7. Real-World Application Spotlights
a) Stablecoins Clearinghouse – Better Money (Sam Broner)
[75:54–92:47]
- $10M raised to create a clearinghouse for stablecoin transactions, making them as seamless to use as ACH for global treasury/payment use cases post-GENIUS Act.
- Quote: "The need [for CBDC] might have dried up...private stablecoins that are well regulated are working." [78:32]
b) Customer Experience AI Agents – Sierra (Bret Taylor)
[120:54–139:15]
- Sierra reached $100M ARR in 7 quarters, launching Ghostwriter (an agent for building agents), focusing on large enterprise transformation.
- "We think the era of the web app is kind of over...most people are just going to be talking to AI agents."
- The core enterprise sales lesson: “If a CEO avoids regular customer contact, their sales org will never be elite.” [139:15]
- Japan market entry via the acquisition of local "Sierra of Japan"—a model for cross-regional expansion.
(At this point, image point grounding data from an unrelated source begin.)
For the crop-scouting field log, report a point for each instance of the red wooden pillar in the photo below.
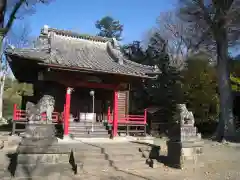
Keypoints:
(15, 112)
(115, 115)
(67, 111)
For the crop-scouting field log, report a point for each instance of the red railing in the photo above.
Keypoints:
(129, 119)
(20, 115)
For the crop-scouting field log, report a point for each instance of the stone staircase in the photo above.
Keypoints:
(103, 157)
(85, 130)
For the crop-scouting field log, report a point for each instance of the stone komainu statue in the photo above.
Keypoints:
(186, 117)
(45, 105)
c) Factory Superintelligence for Shipbuilding – GrayMatter Robotics (Ariyan Kabir)
[140:49–147:14]
- Partnership with Huntington Ingalls Industries to automate and scale U.S. shipbuilding amid a supercharged China.
- "90% of U.S. manufacturing is still manual—agents/robotics and AI are key to bridging the industrial capacity gap."
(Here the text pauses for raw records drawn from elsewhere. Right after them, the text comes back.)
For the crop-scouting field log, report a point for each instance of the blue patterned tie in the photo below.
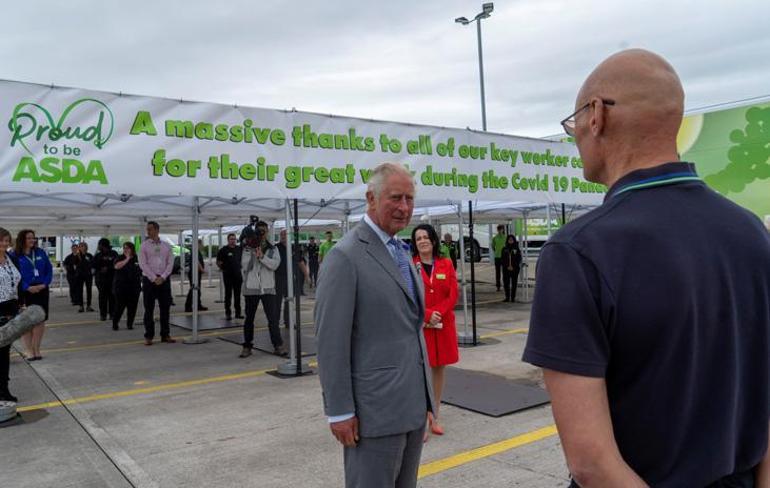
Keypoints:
(403, 264)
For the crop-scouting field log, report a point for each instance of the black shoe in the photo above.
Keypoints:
(6, 396)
d) Workforce Financial Infrastructure – Branch (Atif Siddiqi)
[147:15–156:03]
- Branch drives instant payouts (e.g., Uber, Instacart), reducing worker churn—now integrating via Stripe’s Connect platform to serve gig/1099 workforces.
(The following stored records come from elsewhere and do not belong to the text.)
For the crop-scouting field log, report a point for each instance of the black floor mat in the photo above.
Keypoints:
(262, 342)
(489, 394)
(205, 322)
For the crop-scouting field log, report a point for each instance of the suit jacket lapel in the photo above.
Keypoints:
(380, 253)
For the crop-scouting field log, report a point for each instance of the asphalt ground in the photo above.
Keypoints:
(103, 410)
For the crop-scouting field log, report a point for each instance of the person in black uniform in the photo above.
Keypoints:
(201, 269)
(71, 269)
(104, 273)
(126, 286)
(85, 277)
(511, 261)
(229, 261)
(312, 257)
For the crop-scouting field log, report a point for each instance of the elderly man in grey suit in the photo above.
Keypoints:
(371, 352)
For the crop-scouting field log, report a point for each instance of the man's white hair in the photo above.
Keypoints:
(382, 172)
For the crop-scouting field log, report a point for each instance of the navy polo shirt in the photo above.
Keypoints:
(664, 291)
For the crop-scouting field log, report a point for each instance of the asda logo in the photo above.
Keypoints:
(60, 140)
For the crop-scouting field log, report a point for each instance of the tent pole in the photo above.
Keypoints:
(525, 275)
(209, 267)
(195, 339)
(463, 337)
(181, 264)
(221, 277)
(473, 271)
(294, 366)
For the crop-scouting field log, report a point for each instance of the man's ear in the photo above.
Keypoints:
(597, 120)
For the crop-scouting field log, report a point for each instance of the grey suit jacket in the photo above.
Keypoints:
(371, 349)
- End-to-end tax filing for contractors, and embedded finance for vertical SaaS.
- Daily instant pay becoming “table stakes.”
Notable Quotes & Memorable Moments
- On Overhyped Solo Startups:
- "We have two employees, but 800 fake doctors." — [19:03]
- “Isn't that interstellar for chuds?” — [00:31]
- On China’s Ambitions:
- "China wants to build skies dotted with flying taxis, fusion-fueled factories manned by humanoid robots..." [57:10]
- On U.S. Defense:
- “The Toyota Corolla of drones.” [31:27]
- On the Future of Work:
- “This may be the first tech revolution that benefits blue-collar over white-collar workers.” — Liz Hoffman [110:43]
- Enterprise Sales Litmus Test:
- "Does that CEO spend time with their own customers? If not, their B2B org will never be elite." — Bret Taylor [139:15]
- On Life/Career Wisdom (from thread):
- “Being tall doesn’t matter. Being lean does.” / “Everyone is lonely. Be the friend you wish you had.”* [71:30–74:13]
Timestamps for Key Segments
- GLP-1/MedV Deep Dive: 02:16–19:49
- Regulatory Analysis w/ Dr. Slotkin: 93:04–106:23
- AI Capital Arms Race & Jobs: 39:00–55:19 / 107:24–120:33
- China’s Tech Strategy: 27:03–65:53
- Defense Tech (Lucas Drone): 31:01–37:05
- Better Money/Stables: 75:54–92:47
- Sierra / AI Agents: 120:54–139:15
- GrayMatter Robotics: 140:49–147:14
- Branch / Workforce Finance: 147:15–156:03
Conclusion
This episode of TBPN masterfully weaves between macro themes (the globalization and weaponization of AI, regulatory arms races, China’s industrial ambitions) and "how it's actually being built" stories (telehealth startups, the real challenges in payroll/finance, the nuts and bolts of physical & digital automation). The recurring motif: scale and disruption are not always as they seem—true innovation requires as much rigor (especially legal/regulatory) as it does vision and code.
If you want to understand the promises and perils of the new "AI economy," the future of the U.S.-China rivalry, and what actually works in bringing radical tech to market, this episode is must-listen TBPN.